Risultanze che confermano livelli di inquinamento altissimi. «Purtroppo siamo di fronte ad una nuova conferma di quello che denunciamo ormai da mesi – attacca Samuela Marconcini, portavoce dell’assemblea permanente No Keu – ormai è chiaro a tutti che il quadro delineato dalla magistratura ad aprile scorso e riscontrato prima dell’estate dalle prime analisi commissionate è il peggiore possibile. Lungo la strada 429 sono state scaricate migliaia di tonnellate di Keu non conforme. Le minimizzazioni da parte della politica, che per mesi è rimasta in silenzio e ha preso tempo, adesso suonano ancora più beffarde».

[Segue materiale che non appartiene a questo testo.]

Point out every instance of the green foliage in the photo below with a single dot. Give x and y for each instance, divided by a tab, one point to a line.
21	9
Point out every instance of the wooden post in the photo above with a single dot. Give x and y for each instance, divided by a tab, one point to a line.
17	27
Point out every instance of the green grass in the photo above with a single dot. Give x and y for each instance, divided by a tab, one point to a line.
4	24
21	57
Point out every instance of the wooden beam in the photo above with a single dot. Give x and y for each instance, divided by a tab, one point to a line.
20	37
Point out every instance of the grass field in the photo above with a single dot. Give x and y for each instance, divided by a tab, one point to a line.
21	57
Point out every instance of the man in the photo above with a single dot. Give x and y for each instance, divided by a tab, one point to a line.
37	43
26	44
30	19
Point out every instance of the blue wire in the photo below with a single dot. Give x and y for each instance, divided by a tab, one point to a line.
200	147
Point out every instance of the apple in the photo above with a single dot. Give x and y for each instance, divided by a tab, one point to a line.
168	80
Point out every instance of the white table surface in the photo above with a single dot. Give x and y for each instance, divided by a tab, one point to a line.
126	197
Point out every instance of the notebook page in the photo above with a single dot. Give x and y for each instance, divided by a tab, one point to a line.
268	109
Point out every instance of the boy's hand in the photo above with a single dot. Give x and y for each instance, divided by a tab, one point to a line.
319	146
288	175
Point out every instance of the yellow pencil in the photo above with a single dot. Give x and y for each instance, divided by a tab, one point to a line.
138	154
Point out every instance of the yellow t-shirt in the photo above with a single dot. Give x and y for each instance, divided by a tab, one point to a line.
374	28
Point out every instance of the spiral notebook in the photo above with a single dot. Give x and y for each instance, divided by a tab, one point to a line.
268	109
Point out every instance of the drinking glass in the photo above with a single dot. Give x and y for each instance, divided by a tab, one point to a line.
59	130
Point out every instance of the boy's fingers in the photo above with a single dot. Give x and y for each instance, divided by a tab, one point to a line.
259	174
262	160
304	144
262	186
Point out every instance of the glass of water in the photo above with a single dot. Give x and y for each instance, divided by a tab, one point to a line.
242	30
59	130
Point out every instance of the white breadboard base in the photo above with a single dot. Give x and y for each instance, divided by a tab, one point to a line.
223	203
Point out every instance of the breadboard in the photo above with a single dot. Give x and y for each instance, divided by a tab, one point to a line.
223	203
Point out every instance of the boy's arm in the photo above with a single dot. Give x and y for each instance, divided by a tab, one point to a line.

A giugno scorso dalla procura erano filtrate le prime indiscrezioni che parlavano, appunto, di concentrazioni di sostanze inquinanti ventisei volte superiori ai livelli stabiliti. I risultati delle analisi effettuate dall’Arpat su incarico della magistratura ancora non erano ufficiali, ma aprivano uno scenario da incubo. In realtà, già dal primo sopralluogo dei tecnici dell’Agenzia regionale per la protezione ambientale si era capito subito che nell’area indicata dalle indagini c’era qualcosa che non andava. Sotto al cavalcavia ferroviario nella frazione di Brusciana era bastato scavare pochi centimetri per trovarsi di fronte ad uno strato di terra nera. Per avere i primi dati, tuttavia, fu necessario attendere oltre un mese. Un tempo lungo nel quale le preoccupazioni degli abitanti sono via via cresciute, fino alla prima doccia fredda. Poi la promessa da parte delle autorità che sarebbe stato presentato un piano per la messa in sicurezza dell’area entro la fine di luglio. Ma poi quel piano è slittato e la presentazione è avvenuta solo pochi giorni fa, portando ad una nuova doccia fredda. A differenza di altri siti toscani, interessati dall’utilizzo di Keu non conforme nei rilevati di diverse infrastrutture, sulla 429 l’intervento è stato considerato più complesso e per questo non si procederà subito alla caratterizzazione e alla bonifica. Ma si procederà, intanto, a isolare il terreno su cui sono stati fatti i prelievi con dei teli impermeabili. Un’operazione che, tuttavia, ancora non ha tempi certi, seppure le prime piogge autunnali siano già arrivate e il rischio di inquinamento dei territori limitrofi e delle falde si faccia sempre più concreto. «Assieme agli abitanti e al nostro gruppo tecnico stiamo pensando – prosegue Marconcini - di chiamare in causa anche dei medici per stabilire quali siano i reali rischi per la salute delle persone che abitano nell’area inquinata. I risultati dello studio Balestri si riferiscono alla prima metà di settembre e confermano la contaminazione: non c’è più tempo da perdere. Per di più noi abbiamo continuato a chiedere alle autorità di proseguire con le verifiche lungo tutto il tracciato della strada, perché ci sono forti dubbi sul fatto che il Keu non conforme possa essere stato utilizzato altrove. Su questo, però, non abbiamo ricevuto ancora riscontri. E nel frattempo cosa sta succedendo nell’impianto Aquarno? Si sta continuando a produrre Keu?».